This lecture explores the multiple facets of Indian modernism. The narrative begins with the question: If modernism, in the Western context, is defined as a rejection of tradition, just how does a 5,000-year-old traditional culture such as India manage to make modern art? It somehow unfolds to us in a more tangled and complex manner, influenced by factors such as urbanism, primitivism and neologism. Unlike their counterparts in the West, Indian artists made modern art not by shocking and rejecting, but by assimilating elements from innumerable artistic traditions.
Modernism first took root on the Indian subcontinent with the establishment of colonial art colleges that followed the curriculum of the Royal College of Arts in London. The introduction of Western ideas generated great debate and conflict. Hence a group of Asian and European intellectuals, including Englishman Ernst Binfield, Japanese curator Okakuro Kakuzo and Chinese artist Xu Beihong, created the Pan-Asian alliance to counteract the pervasive influence of Western academic naturalism promoted by the government colleges. The movement swept through India and spread to other Asian countries as well, resulting in an international aesthetic and ideology. Thus began the story of Indian modernism.

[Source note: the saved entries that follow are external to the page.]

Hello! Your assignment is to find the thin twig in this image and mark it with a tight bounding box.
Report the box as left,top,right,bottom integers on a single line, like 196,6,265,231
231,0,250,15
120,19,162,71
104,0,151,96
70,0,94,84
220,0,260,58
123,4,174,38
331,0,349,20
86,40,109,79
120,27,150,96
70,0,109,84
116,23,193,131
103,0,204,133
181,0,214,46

Sundaram Tagore is a New York-based art historian and gallerist. A descendant of the influential poet and Nobel Prize winner Rabindranath Tagore, he promotes East-West dialogues in multicultural and multidisciplinary events globally. He has worked with many international organizations including The Peggy Guggenheim Foundation, Venice, Italy; Metropolitan Museum of Art; Museum of Modern Art, New York; United Nations; Pace Wildenstein Gallery. He is currently a Ph.D. candidate of Oxford University, and he writes for numerous art publications. In 1999, he was nominated by Avenue magazine as one of the 100 Most Influential Asian Americans in the United States. Recently, he was profiled in a 30-minute special interview with CNN International’s Talk Asia.